I’ll Eat What He’s Wearing contrasted nicely to Today’s Special. The tone was livelier, more satisfied, grateful and far less spoiled-bratty. While Sedaris is making fun of his father and in particular his father’s thrifty/cheap ways throughout the piece, his tone suggests that he’s doing do playfully. I love the line: “It was people who were spoiled, not food.” That line took me immediately back to the tone of Today’s Special. By contrast, the tone of I’ll Eat What He’s Wearing felt far more down to earth and to me. I love the way Sedaris presents his father as cheap and even embarrassing but somehow manages to balance those negative traits through humor, memories and love. He seemed to be poking fun at his dad throughout the piece but I never once felt like Sedaris crossed any line that changed his carefree, good-natured, playful, teasing tone. Because of the stark difference in tone, I preferred this piece over the other one.

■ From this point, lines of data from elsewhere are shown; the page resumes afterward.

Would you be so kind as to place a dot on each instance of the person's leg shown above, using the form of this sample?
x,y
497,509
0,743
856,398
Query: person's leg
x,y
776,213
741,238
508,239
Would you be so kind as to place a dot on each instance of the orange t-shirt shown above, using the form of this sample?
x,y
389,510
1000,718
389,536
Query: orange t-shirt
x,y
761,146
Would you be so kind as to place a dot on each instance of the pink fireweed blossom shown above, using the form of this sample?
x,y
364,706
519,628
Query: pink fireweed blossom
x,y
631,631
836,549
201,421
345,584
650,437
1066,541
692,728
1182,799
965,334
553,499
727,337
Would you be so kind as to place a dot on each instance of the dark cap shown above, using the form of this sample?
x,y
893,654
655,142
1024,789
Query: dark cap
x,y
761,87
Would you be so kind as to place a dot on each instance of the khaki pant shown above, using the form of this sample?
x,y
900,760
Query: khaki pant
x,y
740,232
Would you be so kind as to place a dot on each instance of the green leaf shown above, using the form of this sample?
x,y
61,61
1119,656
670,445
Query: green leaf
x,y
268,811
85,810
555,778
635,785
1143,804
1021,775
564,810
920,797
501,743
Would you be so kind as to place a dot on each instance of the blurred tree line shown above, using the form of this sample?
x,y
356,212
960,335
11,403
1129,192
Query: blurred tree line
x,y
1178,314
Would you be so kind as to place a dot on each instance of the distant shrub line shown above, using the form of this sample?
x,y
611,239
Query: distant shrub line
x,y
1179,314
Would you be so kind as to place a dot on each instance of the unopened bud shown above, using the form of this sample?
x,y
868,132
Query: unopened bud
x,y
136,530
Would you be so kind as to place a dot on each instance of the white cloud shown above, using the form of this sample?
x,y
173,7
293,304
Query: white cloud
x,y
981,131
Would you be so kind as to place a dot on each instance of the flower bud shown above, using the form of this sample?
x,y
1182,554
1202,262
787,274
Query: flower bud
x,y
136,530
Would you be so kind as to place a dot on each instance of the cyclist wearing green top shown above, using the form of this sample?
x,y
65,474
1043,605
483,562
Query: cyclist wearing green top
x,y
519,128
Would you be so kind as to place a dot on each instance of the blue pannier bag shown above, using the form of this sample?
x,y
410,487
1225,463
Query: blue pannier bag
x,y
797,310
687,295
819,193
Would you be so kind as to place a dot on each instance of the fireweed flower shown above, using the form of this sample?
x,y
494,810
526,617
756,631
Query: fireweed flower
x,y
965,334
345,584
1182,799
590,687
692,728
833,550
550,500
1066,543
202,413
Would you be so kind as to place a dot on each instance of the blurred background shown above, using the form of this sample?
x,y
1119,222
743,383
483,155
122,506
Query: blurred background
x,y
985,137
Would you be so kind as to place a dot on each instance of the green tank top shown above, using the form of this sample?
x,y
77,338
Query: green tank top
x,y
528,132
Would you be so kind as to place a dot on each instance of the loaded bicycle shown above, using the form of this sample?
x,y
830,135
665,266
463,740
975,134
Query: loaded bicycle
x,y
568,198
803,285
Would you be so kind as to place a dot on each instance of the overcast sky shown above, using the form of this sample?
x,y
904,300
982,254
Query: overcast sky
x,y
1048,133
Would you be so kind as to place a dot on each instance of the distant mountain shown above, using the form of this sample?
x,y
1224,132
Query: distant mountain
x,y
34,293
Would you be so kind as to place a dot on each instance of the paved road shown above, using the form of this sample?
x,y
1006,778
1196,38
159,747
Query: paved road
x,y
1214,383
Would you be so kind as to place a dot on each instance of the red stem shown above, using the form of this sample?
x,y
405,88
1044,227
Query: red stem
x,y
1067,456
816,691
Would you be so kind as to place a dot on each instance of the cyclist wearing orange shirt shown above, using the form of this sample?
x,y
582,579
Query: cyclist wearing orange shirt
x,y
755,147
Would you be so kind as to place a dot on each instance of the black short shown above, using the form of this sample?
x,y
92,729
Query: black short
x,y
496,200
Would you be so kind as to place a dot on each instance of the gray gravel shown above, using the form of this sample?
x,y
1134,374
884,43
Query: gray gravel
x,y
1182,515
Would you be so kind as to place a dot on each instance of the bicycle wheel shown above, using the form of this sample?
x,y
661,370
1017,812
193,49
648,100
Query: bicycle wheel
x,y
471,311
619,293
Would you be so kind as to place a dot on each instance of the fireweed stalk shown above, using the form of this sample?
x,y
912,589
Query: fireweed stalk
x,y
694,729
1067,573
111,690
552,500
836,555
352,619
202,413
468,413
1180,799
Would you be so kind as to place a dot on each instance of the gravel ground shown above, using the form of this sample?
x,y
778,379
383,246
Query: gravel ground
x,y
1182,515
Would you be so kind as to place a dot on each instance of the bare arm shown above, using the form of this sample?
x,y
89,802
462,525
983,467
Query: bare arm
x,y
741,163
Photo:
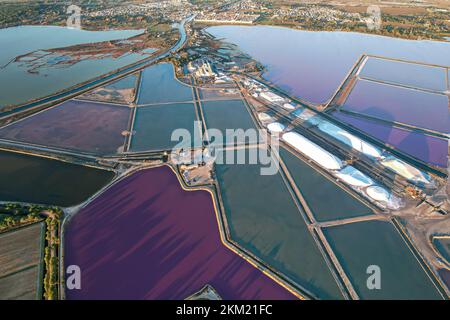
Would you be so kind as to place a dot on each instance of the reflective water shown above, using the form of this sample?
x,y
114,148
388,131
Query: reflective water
x,y
311,65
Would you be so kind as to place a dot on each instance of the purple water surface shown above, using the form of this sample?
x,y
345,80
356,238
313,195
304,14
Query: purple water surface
x,y
311,65
423,147
417,108
147,238
415,75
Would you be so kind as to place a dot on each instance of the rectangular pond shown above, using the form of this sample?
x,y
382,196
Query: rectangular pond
x,y
315,187
442,244
121,91
397,104
263,219
159,85
426,148
405,73
312,64
377,243
25,178
78,125
154,126
155,240
231,115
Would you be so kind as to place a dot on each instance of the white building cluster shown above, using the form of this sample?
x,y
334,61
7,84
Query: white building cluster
x,y
340,169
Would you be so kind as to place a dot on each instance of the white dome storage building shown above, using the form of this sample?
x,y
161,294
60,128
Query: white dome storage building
x,y
350,140
354,177
313,151
276,127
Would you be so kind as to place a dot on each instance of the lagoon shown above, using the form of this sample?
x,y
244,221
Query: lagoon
x,y
311,65
20,86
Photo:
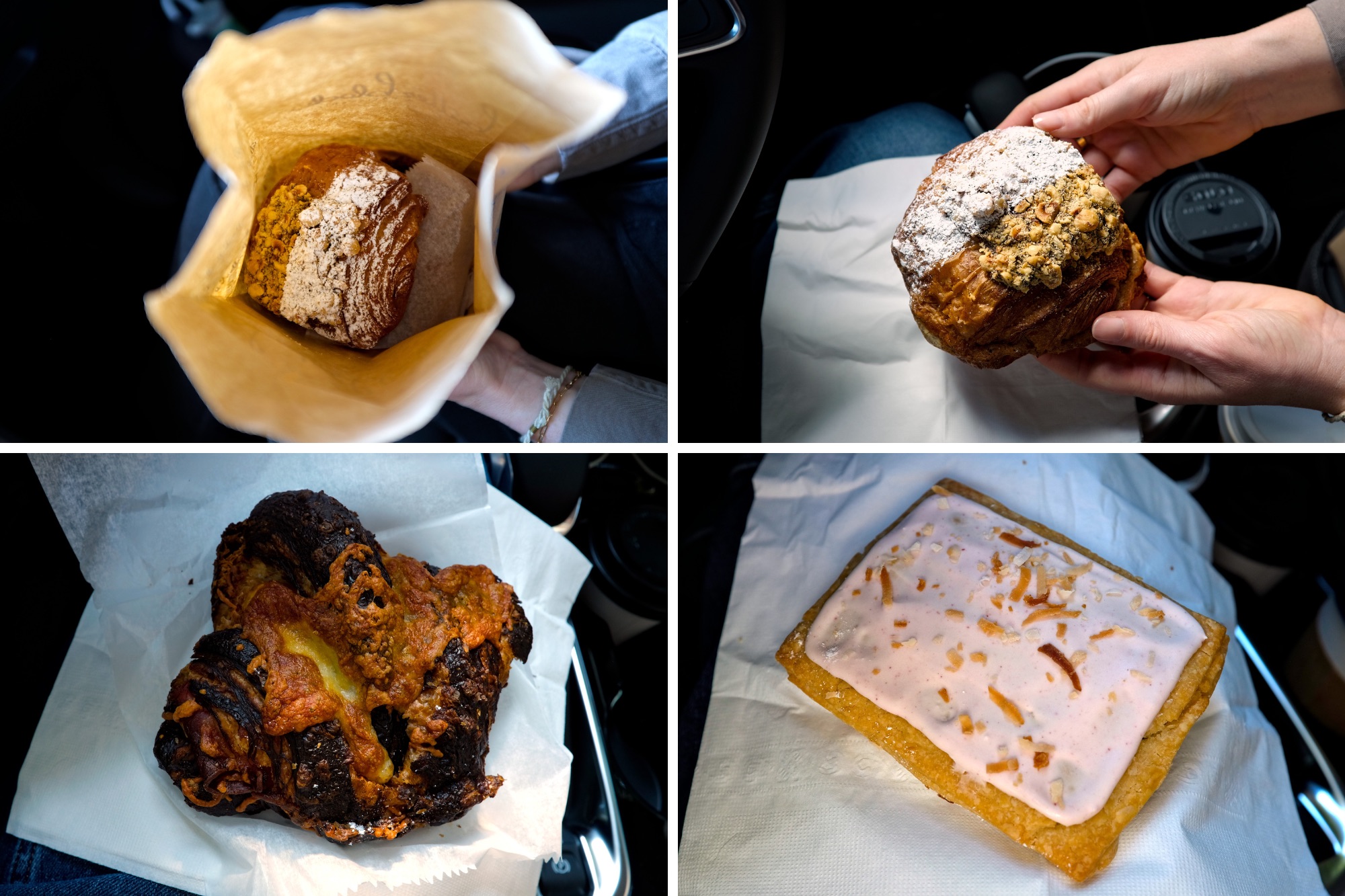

I often say that a writer’s tone is the primary cause of me loving or hating a piece of their work, and this week was no exception. This week was like a tonal rollercoaster—an interesting week of ups and downs, both emotionally and mentally, for me. In fact, each of these four works and their writers had me feeling passionately in both positive and negative ways. While I will walk away feeling differently about each one, liking and disliking different things about each of them, I believe their unique individual tones is what makes them each successful and memorable.
Works Cited:
Didion, Joan. Slouching Towards Bethlehem. New York: Farrar, Straus and Giroux, 2008.
Sedaris, David. Me Talk Pretty One Day. New York: Little, Brown and Company, 2001.
Sims, Patsy. Literary Nonfiction. New York: Oxford, 2002.